As used herein, the term “RTU” means ready-to-use.

As used herein, “component of a composition” refers to a compound, or a subset of compounds, included in a composition, e.g., the complete composition minus at least one compound.

As used herein, the term “about” or “approximately” means within an acceptable error range for the particular value as determined by one of ordinary skill in the art, which will depend in part on how the value is measured or determined, i.e., the limitations of the measurement system, and the degree of precision required for a particular purpose, such as an insect repellent formulation. For example, “about” can mean within 1 or more than 1 standard deviations, per the practice in the art. Alternatively, “about” can mean a range of up to 20%, preferably up to 10%, more preferably up to 5%, and more preferably still up to 1% of a given value.
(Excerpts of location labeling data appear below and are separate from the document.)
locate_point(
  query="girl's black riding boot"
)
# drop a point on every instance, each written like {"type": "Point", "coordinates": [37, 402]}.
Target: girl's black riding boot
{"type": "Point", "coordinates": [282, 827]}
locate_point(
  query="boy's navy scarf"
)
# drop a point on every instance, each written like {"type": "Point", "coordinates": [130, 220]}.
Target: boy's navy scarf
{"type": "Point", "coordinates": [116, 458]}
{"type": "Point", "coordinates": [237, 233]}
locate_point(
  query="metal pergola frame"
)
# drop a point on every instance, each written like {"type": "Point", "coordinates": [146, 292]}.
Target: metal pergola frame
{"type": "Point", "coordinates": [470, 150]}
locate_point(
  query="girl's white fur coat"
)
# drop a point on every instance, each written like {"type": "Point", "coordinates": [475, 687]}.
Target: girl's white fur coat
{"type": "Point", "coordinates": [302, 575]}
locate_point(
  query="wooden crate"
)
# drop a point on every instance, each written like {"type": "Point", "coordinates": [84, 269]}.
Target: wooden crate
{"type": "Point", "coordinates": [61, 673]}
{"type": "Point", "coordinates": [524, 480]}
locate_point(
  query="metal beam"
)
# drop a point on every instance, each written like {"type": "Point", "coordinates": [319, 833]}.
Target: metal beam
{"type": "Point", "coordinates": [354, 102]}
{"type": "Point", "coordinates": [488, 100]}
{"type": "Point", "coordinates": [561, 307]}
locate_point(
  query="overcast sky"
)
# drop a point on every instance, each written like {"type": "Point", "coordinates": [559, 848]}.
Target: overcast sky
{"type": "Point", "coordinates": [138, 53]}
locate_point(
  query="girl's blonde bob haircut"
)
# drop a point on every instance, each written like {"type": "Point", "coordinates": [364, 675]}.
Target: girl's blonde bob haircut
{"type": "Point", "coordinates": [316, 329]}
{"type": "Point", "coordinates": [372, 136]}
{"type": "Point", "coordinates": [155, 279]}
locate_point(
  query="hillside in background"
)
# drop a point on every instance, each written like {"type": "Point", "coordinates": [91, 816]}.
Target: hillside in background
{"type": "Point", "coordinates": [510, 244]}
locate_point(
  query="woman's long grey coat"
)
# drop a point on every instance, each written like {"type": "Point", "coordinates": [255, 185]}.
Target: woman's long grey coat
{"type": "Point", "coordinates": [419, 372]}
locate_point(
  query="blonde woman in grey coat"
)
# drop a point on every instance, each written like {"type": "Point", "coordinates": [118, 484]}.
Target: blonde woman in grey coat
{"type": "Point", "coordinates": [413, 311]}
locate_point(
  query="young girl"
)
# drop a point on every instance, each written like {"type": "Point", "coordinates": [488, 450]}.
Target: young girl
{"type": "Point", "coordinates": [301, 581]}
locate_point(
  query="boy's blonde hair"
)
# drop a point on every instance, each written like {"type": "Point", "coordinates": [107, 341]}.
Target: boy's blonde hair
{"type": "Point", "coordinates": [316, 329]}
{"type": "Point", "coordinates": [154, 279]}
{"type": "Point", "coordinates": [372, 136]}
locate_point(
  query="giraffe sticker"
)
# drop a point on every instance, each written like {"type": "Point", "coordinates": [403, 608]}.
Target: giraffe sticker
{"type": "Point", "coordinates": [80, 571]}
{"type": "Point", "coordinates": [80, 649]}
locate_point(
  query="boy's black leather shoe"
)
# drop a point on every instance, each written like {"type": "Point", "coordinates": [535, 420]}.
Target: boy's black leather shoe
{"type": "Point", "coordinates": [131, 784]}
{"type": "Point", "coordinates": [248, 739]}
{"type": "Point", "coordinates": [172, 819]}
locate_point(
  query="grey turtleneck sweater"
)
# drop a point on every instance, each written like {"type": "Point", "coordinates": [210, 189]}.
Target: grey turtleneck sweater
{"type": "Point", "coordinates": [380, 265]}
As used herein, the term “substantially,” means at least 70%, preferably at least 80%, more preferably at least 90%, and even more preferably at least 99%, such as, for example, at least 99.9%. In some embodiments, the term “substantially”can mean completely, or 100%.

As used herein, a “plant essential oil” refers to all plant extractives and their physically modified derivatives such as tinctures, concretes, absolutes, essential oils, oleoresins, terpenes, terpene-free fractions, distillates, steam distillates, residues, enfleurage pomades, etc., that contain one or more volatile components, and may be derived from flowers, buds, leaves, bark, sapwood, heartwood, roots, roots, resin, peels, or other plant component, or combinations of more than one of these components.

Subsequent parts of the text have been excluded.